The Dragon Transformation Token on his hip pulsed. It was sated for now, having absorbed the residual energy from the Mercury Serpent's destruction. But the hunger was merely sleeping.
Yang Yi sat back down. He pulled out the Myriad Beast Assimilation Record.
"Sleep, Lin. Tomorrow we go back to the Dregs."
"To hide?"
"To rule."
Yang Yi turned the page to the Serpent section. "We can't raid the Inner Garden yet. We need an army to cause a distraction. And Block 9 is full of desperate people looking for a leader."
"They're looking for a meal, Yang."
"Same thing."
Yang Yi closed his eyes, but his mind stayed awake, cycling through the pain in his bones, tempering it, owning it. The wolf wanted to howl. The rat wanted to hide.
The dragon waited.
Dawn bled over the horizon, turning the smog above the Outer Sect a bruised purple.
Yang Yi kicked the shed door open. He stepped out onto the roof tiles. His legs felt stiff, heavy, but unstoppable. Every step was a pile driver.
They descended the drainpipe, slipping back into the shadows of the alleyways before the morning shift whistle blew.
Block 9 was waking up. The same misery, the same coughs, the same smell of despair.
They reached their hut. The door was still propped up by the rock.
Inside, it was empty. The squatters hadn't returned.
Yang Yi walked to the center of the room. He looked at the cracked floor.
"We need a sign."
He walked back outside.
A group of disciples huddled around a fire barrel nearby, cooking a rat. They looked up, eyeing Lin's clean robes and the pouches at Yang Yi's waist.
One of them stood up. A lanky man with a scar across his nose. He held a sharpened screwdriver.

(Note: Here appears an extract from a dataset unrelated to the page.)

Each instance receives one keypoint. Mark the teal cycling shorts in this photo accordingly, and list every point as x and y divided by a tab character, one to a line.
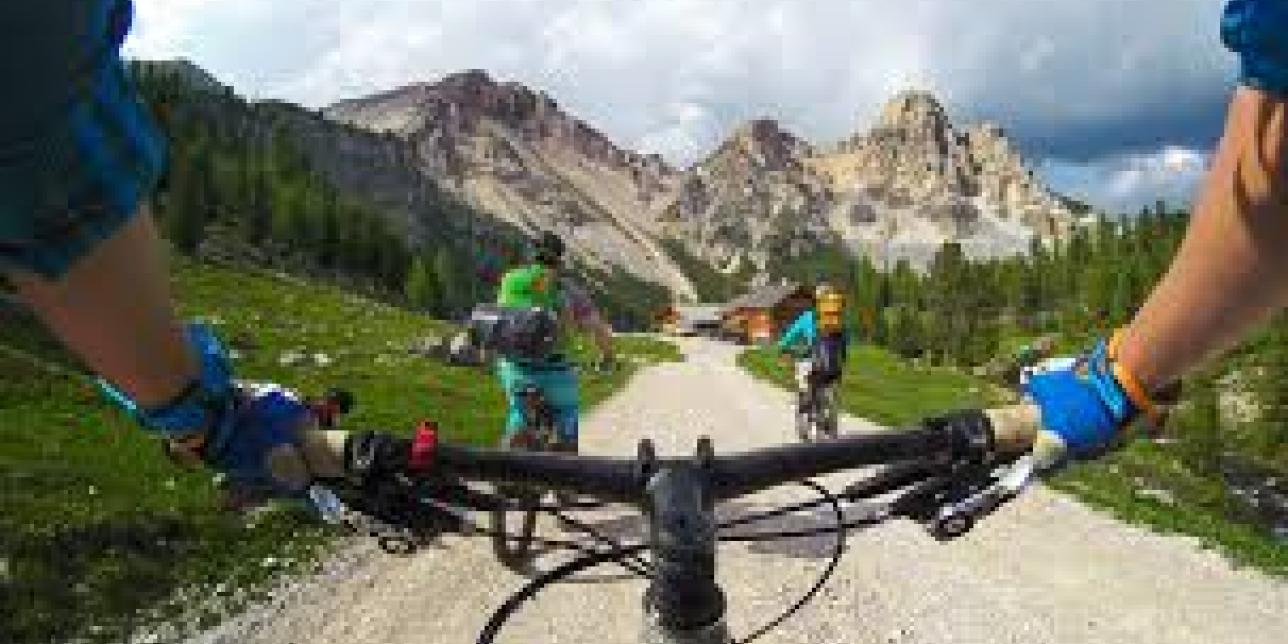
77	148
1257	30
558	383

"You made a mess yesterday, new guy. Iron Hand Zhang is looking for you. He's bringing the Centipedes."
Yang Yi didn't back down. He walked toward the fire.
"Let him come."
He stopped in front of the lanky man. He reached into his sash and pulled out the empty jar of the Bone-Hardening Paste.
He tossed it into the fire.
The remnants of the paste flared green. The fire barrel hissed, the metal warping and turning brittle under the sudden alchemical reaction.
"Tell Zhang I'm not hard to find."
Yang Yi looked around the circle of scavengers.
"I'm hiring. Ten contribution points a day. Or food."
The lanky man laughed, though his eyes darted to the warping metal of the barrel. "You? You're a dead man walking. Zhang runs this block."
"Zhang rents this block," Yang Yi corrected. "I'm looking to buy."
He turned and walked back to his hut.
"Lin, prepare the healing salve. We're going to have patients soon."
"Patients?"
"The ones who survive the interview."
Yang Yi sat in the doorway, his iron-hard forearms resting on his knees. He waited. The Centipedes were coming. And he needed to test his new bones.